BURNLEY bosses have hailed their gamble on promotion to the Premier League as one of the best decisions in the club’s history after announcing losses of £8.9m for last season.

The Clarets suffered record losses for the financial year ending June 30, with a total deficit of £11.7m before taxation.

But the club said it was confident the losses would be recouped this year after gaining promotion to the Premier League in May, a prize that has been estimated to be worth £60m.

Burnley were not one of the Championship’s wealthiest clubs but opted to bring in players rather than selling their stars last season, as they have often done in the past.

Clarets chief executive Paul Fletcher admitted that decision gave chairman Barry Kilby and operations director Brendan Flood ‘sleepless nights’.

The club’s financial future was ultimately decided in a one-off match as they beat Sheffield United in the play-off final at Wembley.

“It was the gamble that paid off,” said Mr Fletcher.

“It’s probably one of the best decisions that has been ever made in the boardroom at Burnley Football Club.

“We could have sold players to make the books look more balanced but the chairman and Brendan Flood made a very brave decision, which wasn’t taken lightly.

“When I came to the club last year I realised this was a club that didn’t want to stand still.

“Sometimes you’ve got to take one step back to go two steps forward, and in this case we’ve taken one step back to move 50 steps forward.”

Twelve months ago the club announced an operating loss of £6.7m, although that was offset by £5m in player sales.

The latest accounts show that the club’s wage bill rose from £9.76m in 2008 to £13.42m, which includes significant bonuses paid to players as a result of promotion.

Burnley also made a number of signings during the financial year, including Steven Fletcher for £3m following promotion, and Chris Eagles in the previous summer for a fee in excess of £1m.

Turnover increased from £8.57m to £11.192m, however, while match income and television rights rose from just under £5m to £7.3m.

The accounts also revealed that catering sales dropped by £200,000, although club shop sales rose from £824,000 to £1.12m.

Mr Fletcher insisted that Burnley’s existence as a football club would not have been in doubt had they not returned to the top flight for the first time in 33 years.

“There would have been tough times but it wouldn’t have been like at Leeds, Sheffield United and Portsmouth,” he said.

“We didn’t put all the house on red.
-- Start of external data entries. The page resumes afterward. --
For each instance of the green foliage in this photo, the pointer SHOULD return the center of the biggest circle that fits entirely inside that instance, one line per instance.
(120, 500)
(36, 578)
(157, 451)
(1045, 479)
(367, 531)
We wanted to make sure we would still have a club for the next 20 years “Would we have had to break that team up? Not at all.

“It would have been uncomfortable for us but it is quite uncomfortable at a lot of clubs. It was a calculated risk.

“We’re very pleased with the figures announced.”

Last year’s promotion rivals, Preston North End, recently announced an operating loss of £5.94m and a wage bill of £11.24m.

Burnley will now hold its annual general meeting at Turf Moor next month.

Mr Kilby said: “Last season saw us achieve our dream of reaching the Premier League and I was delighted that after 10 years as chairman of the club we finally achieved our goal in the best circumstances possible.

“If you are going to earn promotion, then winning in a Wembley final is the best way for it to happen.

“To do so in conjunction with two stunning cup runs makes the achievement even greater and I believe that helped to endear us to the public at large.

“It has been a long hard road since the Orient game in 1987 but all of us, shareholders, fans and management of the club, have all done it together.

“Immense credit must go to Owen Coyle and his team. Appointing Owen as manager in November 2007 was probably one of the best management decisions the board of directors have ever made.

“That decision had already been vindicated had we not achieved promotion, but to do so showed the leadership skills Owen clearly possesses in abundance.

“Now we are here, it is the intention of the directors to do all we can to stay in the elevated company in which we find ourselves.

“The promotion was gained at a cost in a financial year that saw the club suffer a record loss of £11.7m, although this figure was inflated by bonuses paid on achieving promotion.

“However, the increase in turnover from being in the Premier League this season should more than compensate for the losses incurred over the past few years and I expect to report a significant profit for this financial year to bring our balance sheet back into a healthy position.”